據文化部原部長,曾經擔任過《東方紅》創排工作的周巍峙回憶,7月20日,周總理把當時主管文藝工作的幾位負責人請到中南海西花廳,就創作工作徵詢意見。周巍峙記得,當時參加西花廳座談會的人除了他,還有中宣部副部長周揚、文化部副部長齊燕銘、對外文委副主任張致祥等。

經研究最後確定,《東方紅》領導小組組長由周巍峙擔任,副組長是總政文化部副部長陳亞丁。領導小組成員還有時樂濛、胡國光、李偉等。下麵分文學組、音樂組、舞蹈組、舞美設計組。分別由魏風、喬羽、徐懷中、張士燮、任紅舉等同志擔任組長。

早在1962年初,總政文化部副部長李偉對《革命歷史歌曲表演唱》這部作品的名稱就提出修改意見,他認為,該劇的名稱最好定為《東方紅》。李偉的這個建議很快就報給了周恩來並最終得到批准。

音樂舞蹈史詩《東方紅》是一部劃時代的藝術巨作,其創作隊伍和演員的陣容都非常強大。演員共3000多人,僅合唱隊就有1000多人。

在《東方紅》的序幕《葵花向太陽》後,共有8場,一直演到社會主義建設時期。毛澤東看過以後,提出不要搞得那麼長,演到新中國誕生就可以了。
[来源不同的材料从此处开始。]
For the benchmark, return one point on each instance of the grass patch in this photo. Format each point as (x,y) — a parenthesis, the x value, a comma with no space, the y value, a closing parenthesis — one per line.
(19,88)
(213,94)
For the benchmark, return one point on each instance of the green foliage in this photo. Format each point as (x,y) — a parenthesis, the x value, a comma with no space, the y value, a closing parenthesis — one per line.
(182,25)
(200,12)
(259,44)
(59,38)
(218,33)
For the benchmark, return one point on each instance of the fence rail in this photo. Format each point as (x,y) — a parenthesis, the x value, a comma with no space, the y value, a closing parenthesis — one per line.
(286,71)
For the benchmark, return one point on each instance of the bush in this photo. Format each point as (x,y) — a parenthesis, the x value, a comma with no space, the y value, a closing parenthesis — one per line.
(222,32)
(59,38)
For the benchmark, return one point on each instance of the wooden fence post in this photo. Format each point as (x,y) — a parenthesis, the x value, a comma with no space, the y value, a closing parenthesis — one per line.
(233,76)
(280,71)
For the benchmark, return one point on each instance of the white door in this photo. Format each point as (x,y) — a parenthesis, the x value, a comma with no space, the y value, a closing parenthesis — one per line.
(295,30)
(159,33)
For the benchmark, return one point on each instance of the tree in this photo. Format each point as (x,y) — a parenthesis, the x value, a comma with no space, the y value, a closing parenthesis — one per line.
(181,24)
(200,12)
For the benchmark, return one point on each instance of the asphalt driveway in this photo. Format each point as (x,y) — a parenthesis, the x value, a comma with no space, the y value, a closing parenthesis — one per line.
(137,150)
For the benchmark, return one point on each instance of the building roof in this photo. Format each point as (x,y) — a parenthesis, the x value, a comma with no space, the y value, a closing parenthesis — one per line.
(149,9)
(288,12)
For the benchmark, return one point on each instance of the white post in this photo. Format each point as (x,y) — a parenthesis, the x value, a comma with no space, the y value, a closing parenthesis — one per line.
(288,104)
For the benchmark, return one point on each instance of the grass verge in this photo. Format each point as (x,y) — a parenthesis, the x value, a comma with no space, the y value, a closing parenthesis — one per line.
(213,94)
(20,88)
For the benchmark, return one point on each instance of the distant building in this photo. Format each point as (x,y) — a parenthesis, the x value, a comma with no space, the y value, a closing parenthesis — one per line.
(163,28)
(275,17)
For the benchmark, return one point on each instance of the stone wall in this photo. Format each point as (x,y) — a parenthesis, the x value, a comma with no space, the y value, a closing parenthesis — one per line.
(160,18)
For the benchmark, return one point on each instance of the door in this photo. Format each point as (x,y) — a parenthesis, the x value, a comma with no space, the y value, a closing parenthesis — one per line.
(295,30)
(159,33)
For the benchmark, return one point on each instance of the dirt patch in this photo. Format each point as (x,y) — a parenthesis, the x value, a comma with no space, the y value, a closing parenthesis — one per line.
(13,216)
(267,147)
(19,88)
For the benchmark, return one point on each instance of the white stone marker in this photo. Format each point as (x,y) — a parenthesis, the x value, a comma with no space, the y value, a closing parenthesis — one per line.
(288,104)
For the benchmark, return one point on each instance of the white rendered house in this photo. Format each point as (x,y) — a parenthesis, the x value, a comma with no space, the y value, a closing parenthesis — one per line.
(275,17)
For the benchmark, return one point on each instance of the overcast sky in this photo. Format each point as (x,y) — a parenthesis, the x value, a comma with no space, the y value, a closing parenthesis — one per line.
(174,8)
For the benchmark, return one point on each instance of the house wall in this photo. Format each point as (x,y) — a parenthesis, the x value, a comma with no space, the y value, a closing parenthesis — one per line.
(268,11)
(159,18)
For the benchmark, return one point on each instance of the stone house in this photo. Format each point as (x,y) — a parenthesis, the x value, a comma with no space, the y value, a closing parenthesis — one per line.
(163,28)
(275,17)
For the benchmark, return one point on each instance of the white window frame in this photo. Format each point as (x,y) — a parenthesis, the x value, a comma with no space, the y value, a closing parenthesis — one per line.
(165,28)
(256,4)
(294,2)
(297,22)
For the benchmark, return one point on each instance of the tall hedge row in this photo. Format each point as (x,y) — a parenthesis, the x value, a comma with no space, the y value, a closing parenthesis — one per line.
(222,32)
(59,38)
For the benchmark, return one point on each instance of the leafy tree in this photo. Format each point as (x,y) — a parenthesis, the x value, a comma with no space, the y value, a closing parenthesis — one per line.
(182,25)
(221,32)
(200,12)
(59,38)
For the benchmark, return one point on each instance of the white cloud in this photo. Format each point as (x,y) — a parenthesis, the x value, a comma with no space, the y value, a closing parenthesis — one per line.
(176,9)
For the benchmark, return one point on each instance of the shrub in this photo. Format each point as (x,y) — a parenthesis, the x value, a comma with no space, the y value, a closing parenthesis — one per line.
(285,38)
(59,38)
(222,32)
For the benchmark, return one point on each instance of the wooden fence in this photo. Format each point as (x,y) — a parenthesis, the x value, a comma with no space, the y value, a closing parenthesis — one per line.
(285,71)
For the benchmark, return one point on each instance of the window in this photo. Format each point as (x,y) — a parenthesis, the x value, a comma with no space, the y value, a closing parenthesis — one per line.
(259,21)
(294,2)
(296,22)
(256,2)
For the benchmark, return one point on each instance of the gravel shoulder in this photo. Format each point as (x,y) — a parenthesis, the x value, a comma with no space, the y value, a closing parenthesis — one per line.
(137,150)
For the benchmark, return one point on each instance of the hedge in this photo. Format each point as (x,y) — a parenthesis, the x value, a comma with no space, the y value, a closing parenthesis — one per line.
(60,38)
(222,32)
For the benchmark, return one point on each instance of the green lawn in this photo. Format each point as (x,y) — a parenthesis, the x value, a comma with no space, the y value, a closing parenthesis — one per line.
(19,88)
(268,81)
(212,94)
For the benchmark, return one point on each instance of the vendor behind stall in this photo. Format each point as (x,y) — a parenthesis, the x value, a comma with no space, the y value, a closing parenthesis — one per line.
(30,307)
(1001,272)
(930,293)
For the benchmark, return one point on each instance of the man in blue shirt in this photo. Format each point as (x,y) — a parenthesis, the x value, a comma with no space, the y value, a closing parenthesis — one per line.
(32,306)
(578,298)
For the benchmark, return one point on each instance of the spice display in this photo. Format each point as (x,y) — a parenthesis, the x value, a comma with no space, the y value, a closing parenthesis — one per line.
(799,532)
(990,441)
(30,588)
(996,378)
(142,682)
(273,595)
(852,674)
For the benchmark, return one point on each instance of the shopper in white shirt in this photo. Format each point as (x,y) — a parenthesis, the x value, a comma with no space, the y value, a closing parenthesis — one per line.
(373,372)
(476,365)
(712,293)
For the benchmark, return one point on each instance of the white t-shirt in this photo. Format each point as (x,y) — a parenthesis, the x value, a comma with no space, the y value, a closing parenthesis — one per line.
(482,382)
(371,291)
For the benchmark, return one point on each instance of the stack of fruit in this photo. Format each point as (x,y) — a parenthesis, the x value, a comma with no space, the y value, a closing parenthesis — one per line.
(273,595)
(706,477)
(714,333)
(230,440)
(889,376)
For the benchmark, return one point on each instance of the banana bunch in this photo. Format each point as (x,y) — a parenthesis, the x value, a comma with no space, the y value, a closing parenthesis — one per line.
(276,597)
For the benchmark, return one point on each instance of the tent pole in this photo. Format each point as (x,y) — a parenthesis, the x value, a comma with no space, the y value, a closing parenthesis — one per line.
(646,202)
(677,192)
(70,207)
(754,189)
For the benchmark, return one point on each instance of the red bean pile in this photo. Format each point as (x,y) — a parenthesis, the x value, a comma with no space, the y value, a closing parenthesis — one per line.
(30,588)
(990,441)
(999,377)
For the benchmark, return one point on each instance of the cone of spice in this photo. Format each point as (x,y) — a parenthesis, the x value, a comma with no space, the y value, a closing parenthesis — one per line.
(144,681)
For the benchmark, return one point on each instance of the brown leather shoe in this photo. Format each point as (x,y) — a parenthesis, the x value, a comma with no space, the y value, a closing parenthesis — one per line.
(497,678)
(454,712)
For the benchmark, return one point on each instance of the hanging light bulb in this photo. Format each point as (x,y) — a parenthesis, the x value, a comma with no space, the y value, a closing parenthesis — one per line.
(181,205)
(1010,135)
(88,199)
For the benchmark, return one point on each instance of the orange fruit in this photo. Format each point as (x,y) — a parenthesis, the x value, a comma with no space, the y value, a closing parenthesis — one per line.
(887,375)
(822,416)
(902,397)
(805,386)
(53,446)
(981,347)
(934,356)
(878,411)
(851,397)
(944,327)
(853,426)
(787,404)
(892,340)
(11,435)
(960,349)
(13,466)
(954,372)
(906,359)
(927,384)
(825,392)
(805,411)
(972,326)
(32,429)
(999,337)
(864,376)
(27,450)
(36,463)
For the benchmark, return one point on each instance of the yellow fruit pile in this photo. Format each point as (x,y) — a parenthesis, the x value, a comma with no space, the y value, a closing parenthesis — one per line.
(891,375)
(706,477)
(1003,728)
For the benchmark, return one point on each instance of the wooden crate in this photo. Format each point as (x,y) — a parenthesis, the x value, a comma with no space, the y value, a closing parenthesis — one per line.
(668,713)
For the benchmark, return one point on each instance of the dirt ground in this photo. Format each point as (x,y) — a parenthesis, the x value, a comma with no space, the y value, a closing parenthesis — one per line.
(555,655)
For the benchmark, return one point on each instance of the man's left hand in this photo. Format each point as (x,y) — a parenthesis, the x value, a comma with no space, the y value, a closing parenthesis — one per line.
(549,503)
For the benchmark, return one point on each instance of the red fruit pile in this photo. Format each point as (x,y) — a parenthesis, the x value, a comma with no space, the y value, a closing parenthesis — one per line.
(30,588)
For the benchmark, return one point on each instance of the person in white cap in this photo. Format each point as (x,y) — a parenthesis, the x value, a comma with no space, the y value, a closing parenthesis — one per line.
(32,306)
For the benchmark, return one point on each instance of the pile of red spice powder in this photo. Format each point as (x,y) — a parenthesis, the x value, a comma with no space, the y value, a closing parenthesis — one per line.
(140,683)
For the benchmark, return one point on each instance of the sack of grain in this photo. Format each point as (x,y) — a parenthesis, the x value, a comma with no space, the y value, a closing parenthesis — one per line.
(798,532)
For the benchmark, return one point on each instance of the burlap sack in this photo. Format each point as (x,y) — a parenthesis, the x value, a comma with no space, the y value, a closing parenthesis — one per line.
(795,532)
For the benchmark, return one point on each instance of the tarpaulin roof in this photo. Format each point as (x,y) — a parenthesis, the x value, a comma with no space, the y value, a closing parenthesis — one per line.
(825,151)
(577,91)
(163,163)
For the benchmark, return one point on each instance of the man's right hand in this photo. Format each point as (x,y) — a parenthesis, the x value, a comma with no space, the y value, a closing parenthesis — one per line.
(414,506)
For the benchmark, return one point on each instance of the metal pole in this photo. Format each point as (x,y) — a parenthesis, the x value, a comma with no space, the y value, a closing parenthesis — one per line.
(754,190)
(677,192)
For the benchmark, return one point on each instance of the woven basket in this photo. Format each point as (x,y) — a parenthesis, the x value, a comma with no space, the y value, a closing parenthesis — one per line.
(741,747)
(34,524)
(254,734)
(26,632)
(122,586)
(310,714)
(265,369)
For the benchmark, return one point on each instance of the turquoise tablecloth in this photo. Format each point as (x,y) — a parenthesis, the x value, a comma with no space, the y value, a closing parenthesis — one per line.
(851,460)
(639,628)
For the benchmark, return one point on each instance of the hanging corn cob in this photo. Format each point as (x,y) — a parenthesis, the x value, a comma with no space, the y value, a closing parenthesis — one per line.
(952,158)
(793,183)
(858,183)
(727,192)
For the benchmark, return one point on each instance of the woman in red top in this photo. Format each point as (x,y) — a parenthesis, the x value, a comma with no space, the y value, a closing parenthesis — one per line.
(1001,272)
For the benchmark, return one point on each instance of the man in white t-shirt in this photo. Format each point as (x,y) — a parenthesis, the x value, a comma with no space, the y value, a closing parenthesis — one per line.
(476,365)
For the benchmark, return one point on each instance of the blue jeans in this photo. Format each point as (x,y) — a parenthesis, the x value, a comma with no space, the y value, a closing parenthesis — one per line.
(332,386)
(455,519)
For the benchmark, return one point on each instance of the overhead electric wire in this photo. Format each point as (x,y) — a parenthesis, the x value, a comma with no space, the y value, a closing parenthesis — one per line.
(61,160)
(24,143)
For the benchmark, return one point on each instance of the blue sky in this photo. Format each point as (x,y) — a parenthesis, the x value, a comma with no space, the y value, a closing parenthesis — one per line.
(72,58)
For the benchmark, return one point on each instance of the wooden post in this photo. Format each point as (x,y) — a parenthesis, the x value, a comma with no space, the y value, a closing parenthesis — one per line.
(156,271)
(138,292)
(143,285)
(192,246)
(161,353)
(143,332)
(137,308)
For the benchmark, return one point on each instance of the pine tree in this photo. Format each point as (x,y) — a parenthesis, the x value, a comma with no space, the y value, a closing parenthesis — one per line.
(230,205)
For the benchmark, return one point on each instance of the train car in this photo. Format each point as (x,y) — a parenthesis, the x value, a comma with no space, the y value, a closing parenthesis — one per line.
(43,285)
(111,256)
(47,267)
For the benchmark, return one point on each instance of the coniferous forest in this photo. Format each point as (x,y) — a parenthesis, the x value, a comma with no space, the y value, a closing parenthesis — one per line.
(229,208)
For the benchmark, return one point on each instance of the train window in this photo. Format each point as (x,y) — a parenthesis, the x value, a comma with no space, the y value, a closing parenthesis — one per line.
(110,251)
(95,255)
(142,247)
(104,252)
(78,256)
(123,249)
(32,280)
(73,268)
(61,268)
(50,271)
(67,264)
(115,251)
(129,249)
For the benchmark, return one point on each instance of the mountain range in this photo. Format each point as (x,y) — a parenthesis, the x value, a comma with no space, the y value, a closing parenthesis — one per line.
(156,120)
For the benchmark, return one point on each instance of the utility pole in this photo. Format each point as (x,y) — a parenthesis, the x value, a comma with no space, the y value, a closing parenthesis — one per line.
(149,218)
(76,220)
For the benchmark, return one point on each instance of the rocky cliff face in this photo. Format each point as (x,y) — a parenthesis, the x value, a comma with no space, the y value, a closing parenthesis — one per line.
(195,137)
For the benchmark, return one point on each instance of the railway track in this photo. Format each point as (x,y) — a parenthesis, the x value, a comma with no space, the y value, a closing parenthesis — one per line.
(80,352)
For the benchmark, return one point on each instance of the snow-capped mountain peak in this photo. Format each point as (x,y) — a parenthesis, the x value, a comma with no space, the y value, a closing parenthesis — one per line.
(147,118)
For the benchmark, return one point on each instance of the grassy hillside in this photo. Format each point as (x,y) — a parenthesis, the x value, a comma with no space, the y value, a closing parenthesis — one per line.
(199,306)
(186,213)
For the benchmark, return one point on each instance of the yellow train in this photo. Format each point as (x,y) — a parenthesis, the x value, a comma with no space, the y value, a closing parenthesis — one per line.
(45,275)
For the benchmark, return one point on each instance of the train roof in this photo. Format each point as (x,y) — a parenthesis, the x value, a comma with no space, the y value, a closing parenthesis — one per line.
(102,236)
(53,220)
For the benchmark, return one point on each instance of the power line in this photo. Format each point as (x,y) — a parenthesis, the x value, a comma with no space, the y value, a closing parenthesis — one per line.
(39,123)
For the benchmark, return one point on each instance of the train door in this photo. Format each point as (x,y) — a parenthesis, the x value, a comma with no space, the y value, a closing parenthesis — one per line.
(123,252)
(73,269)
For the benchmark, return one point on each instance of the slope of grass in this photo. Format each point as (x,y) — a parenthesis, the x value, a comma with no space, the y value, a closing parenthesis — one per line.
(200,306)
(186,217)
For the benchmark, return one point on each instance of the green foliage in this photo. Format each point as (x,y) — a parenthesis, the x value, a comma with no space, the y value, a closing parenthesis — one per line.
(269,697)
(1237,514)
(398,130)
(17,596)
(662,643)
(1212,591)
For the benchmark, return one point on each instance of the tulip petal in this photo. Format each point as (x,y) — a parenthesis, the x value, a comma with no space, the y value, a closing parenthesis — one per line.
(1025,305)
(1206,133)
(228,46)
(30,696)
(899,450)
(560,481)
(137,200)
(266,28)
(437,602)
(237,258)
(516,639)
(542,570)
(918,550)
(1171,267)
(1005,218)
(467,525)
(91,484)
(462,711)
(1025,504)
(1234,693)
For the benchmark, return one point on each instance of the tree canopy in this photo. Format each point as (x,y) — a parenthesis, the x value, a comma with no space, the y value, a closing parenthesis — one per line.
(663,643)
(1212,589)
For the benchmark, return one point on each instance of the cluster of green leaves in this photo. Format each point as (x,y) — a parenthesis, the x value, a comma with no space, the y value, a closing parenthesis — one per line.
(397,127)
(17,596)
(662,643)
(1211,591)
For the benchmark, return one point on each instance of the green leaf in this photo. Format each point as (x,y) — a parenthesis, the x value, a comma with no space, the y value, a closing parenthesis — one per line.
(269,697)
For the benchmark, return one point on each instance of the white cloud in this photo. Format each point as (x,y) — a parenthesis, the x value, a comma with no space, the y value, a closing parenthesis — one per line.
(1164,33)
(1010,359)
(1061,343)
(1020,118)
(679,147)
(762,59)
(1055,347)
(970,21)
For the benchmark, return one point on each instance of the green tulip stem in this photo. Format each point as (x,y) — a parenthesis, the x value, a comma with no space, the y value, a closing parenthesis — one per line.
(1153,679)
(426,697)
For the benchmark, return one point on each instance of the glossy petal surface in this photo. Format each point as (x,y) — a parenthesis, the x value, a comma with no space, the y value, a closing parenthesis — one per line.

根據毛澤東指示,刪去了第七、八兩場。

周恩來堅持不寫南昌起義

作為《東方紅》總策劃、總導演,周恩來為《東方紅》傾注了大量心血。每天在忙完一整天的國務活動之後,他總要在深夜一兩點鐘來到《東方紅》排演現場,和編導們一起討論,大到指導思想,小到具體詞曲。